We all did as we were told there. They told us what to think, how to behave, what to believe. I soon started having my doubts about the whole thing. I didn’t want any part of it but somehow or other, I couldn’t find a way out. It was like being held in a vice. George was ruthless in his dealings with people. He whipped them into shape, whenever he saw them wavering. His speciality was making people feel small, as if they were nothing, nobody.
It took me years to summon up the courage to get out. There weren’t any walls stopping me, not the physical kind, anyway. Just the walls inside my head. They tried every trick in the book to get you to stay. They played on your fears.
‘What makes you think you’ll be able to cope in the world?’ they would say.
‘Just think what you’ll be leaving behind. We are your family now. We are your friends. Nobody will give you a job. You will have nowhere to live. Once you leave, there will be no coming back.’

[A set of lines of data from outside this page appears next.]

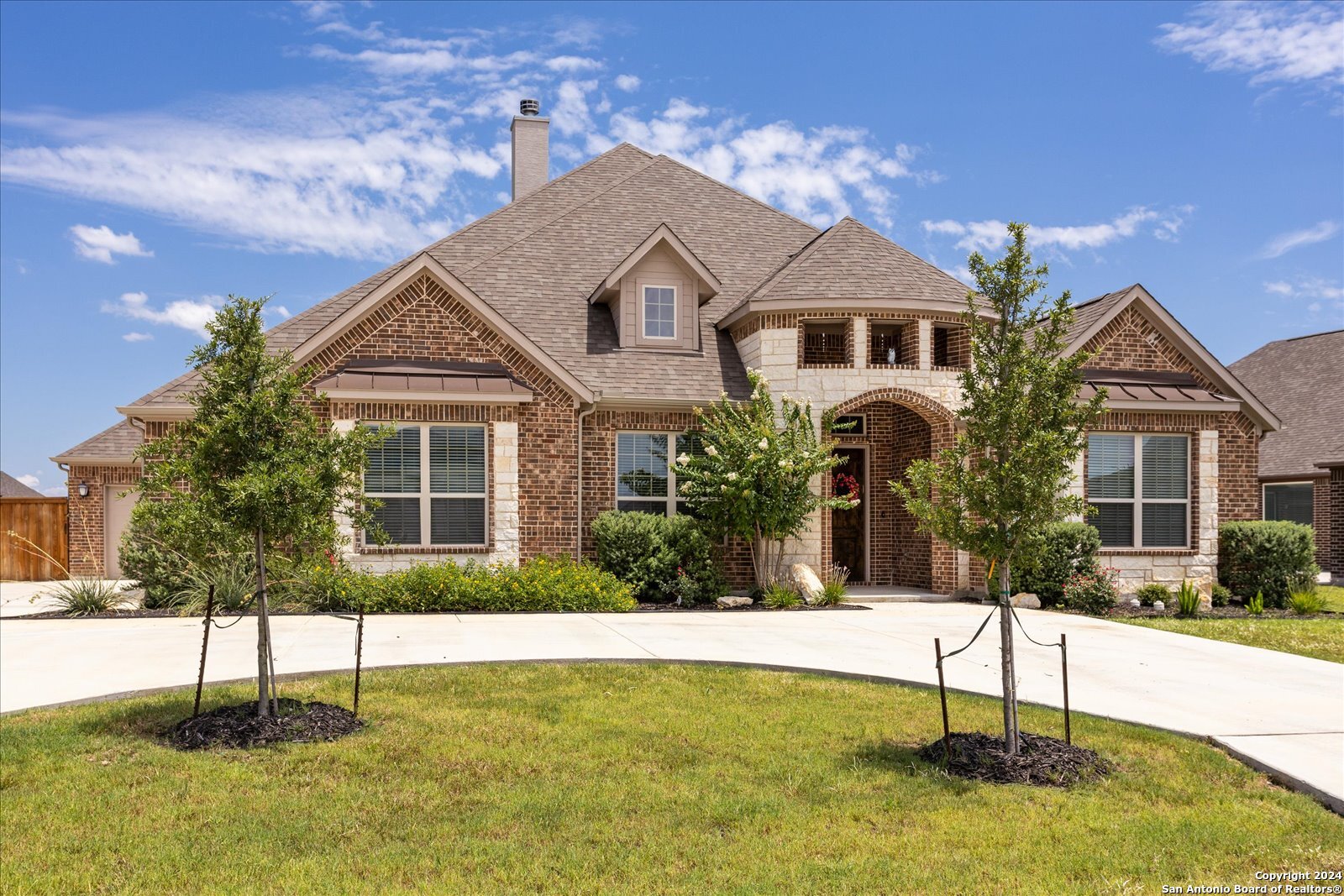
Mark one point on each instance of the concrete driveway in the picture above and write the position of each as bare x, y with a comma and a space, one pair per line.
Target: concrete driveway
1280, 712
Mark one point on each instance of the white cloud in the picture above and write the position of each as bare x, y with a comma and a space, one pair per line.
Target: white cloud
381, 170
1272, 42
101, 244
192, 315
991, 235
1283, 244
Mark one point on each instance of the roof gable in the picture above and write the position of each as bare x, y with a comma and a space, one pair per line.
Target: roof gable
853, 262
665, 237
1095, 315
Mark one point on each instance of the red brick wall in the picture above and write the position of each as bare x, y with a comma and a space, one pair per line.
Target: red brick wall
425, 322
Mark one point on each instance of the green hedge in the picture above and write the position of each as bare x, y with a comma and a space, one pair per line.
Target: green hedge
541, 584
1267, 557
660, 557
1063, 550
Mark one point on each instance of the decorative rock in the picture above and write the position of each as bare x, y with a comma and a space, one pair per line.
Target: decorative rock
806, 579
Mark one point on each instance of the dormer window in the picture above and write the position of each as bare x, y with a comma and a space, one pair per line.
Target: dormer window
659, 312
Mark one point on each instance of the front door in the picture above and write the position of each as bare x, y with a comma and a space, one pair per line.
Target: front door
848, 528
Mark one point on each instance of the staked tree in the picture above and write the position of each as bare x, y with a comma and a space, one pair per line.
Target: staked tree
1007, 474
255, 463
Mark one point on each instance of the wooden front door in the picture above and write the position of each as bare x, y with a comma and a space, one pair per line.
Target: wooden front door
848, 528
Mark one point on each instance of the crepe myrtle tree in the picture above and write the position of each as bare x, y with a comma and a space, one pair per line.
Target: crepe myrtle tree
1005, 476
255, 459
752, 476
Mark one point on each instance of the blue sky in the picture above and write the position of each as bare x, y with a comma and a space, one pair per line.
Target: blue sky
159, 156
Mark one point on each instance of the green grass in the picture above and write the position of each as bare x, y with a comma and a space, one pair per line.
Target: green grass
624, 779
1319, 637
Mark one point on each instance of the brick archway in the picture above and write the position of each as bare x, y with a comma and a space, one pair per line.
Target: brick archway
904, 426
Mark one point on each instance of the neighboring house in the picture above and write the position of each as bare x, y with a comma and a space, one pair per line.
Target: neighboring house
543, 363
1301, 466
13, 488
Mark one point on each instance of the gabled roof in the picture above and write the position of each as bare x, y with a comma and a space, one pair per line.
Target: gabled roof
116, 445
853, 264
664, 235
13, 488
1093, 315
1303, 382
537, 259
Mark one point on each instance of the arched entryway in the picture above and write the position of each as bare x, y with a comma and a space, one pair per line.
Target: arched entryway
878, 539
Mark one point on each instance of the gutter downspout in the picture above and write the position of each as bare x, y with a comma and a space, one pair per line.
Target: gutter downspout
578, 530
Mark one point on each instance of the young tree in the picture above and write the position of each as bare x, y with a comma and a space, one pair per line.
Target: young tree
753, 474
1005, 477
255, 463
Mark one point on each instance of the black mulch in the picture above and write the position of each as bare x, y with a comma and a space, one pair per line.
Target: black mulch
1045, 762
239, 726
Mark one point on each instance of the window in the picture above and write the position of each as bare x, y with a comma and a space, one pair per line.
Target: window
660, 312
644, 481
1156, 513
432, 483
826, 343
1289, 501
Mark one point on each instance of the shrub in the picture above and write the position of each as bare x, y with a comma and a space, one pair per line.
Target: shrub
1090, 593
662, 558
780, 597
542, 584
1307, 602
1152, 593
1187, 600
1063, 550
1265, 557
833, 590
85, 597
1256, 605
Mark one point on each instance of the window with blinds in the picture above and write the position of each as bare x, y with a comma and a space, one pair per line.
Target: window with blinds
430, 481
1290, 501
644, 479
1139, 490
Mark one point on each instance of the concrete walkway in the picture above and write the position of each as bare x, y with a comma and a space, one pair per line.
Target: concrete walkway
1280, 712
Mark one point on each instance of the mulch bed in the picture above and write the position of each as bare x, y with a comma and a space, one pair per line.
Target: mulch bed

Eventually I reached rock bottom. Then I made my move. I proved them wrong. I did find a job and a place to live. And I started making friends. Naturally I wanted to get close to people, so I confided in them. I told them exactly what had happened to me. I just wanted to warn people, in case it happened to them one day. Some people believed me. Some didn’t. There are some secrets that people just don’t want to hear.
If there was one thing that organisation couldn’t stand, it was whistle-blowers. It was bad for their image and they needed the funds. After I left, people would turn up on my doorstep, telling me to keep schtum, or else. They would hound me until I had to move on and start over. No matter where I was living, they tracked me down. Finally, I had nowhere left to run. That’s when I came here.
You can imagine my shock on finding George already living here. My first reaction was to run for it, to get the hell out. But since he couldn’t remember anything, I thought it might be alright. I got to wondering how he came to be here. He had seemed so entrenched in that other organisation. I won’t mention their name. I want nothing more to do with them. He must have come to the same conclusion as me. He must have realised it was all a con.
We live a life of silent prayer here and are happy to abide by the rules. Talking is overrated, anyway. I can think my own thoughts, live in the here and now. I have taken up carpentry of late. It doesn’t feel like a chore. It is a pleasure. One of the pews over in the church needs fixing. It shouldn’t take me long. Then I might try my hand at wood-turning. We’ve got a new lathe and I’ve been waiting all week to try it out.
There’s still one thing that puzzles me, though. I’ll probably never know the answer. Has George really lost his memory or is he faking it?